実際のテーブルで「<>」演算子を試してみる
ここからは、サンプルテーブルを使って「<>」演算子の実践的な使い方を確認していきます。まずはテーブルを作成しましょう。
mysql> create table NotEqualOperator -> ( -> StudentId int, -> StudentName varchar(100), -> StudentSection varchar(10) -> ); Query OK, 0 rows affected (0.78 sec)
次に、INSERT文でレコードを追加していきます。
mysql> insert into NotEqualOperator values(1,'John','A'); Query OK, 1 row affected (0.19 sec) mysql> insert into NotEqualOperator values(2,'Carol','B'); Query OK, 1 row affected (0.19 sec) mysql> insert into NotEqualOperator values(3,'Sam','A'); Query OK, 1 row affected (0.15 sec) mysql> insert into NotEqualOperator values(4,'Mike','B'); Query OK, 1 row affected (0.23 sec) mysql> insert into NotEqualOperator values(5,'Bob','B'); Query OK, 1 row affected (0.19 sec) mysql> insert into NotEqualOperator values(6,'David','B'); Query OK, 1 row affected (0.14 sec) mysql> insert into NotEqualOperator values(7,'Ramit','A'); Query OK, 1 row affected (0.18 sec)

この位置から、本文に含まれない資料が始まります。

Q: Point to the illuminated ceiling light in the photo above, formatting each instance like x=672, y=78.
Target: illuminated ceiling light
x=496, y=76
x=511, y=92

SELECT文で、登録済みの全レコードを表示してみます。
mysql> select *from NotEqualOperator;
実行結果は以下の通りです。
+-----------+-------------+----------------+ | StudentId | StudentName | StudentSection | +-----------+-------------+----------------+ | 1 | John | A | | 2 | Carol | B | | 3 | Sam | A | | 4 | Mike | B | | 5 | Bob | B | | 6 | David | B | | 7 | Ramit | A | +-----------+-------------+----------------+ 7 rows in set (0.00 sec)
先述の通り、「<>」演算子は条件に一致しない行の集合を取得したい場合に便利です。ここでは、上記テーブルの中から「セクションAに所属していない学生」だけを絞り込んでみましょう。
クエリは以下の通りです。
mysql> select *from NotEqualOperator where StudentSection <>'A';
実行結果は以下の通りです。
+-----------+-------------+----------------+ | StudentId | StudentName | StudentSection | +-----------+-------------+----------------+ | 2 | Carol | B | | 4 | Mike | B | | 5 | Bob | B | | 6 | David | B | +-----------+-------------+----------------+ 4 rows in set (0.00 sec)
まとめ
MySQLの「<>」演算子は、「!=」と完全に同じ意味を持つ「等しくない」比較用の演算子であり、ANSI SQL標準にも準拠しています。WHERE句と組み合わせることで、指定した値以外のレコードを簡単に抽出できるため、日々のデータ検索や集計作業でぜひ活用してみてください。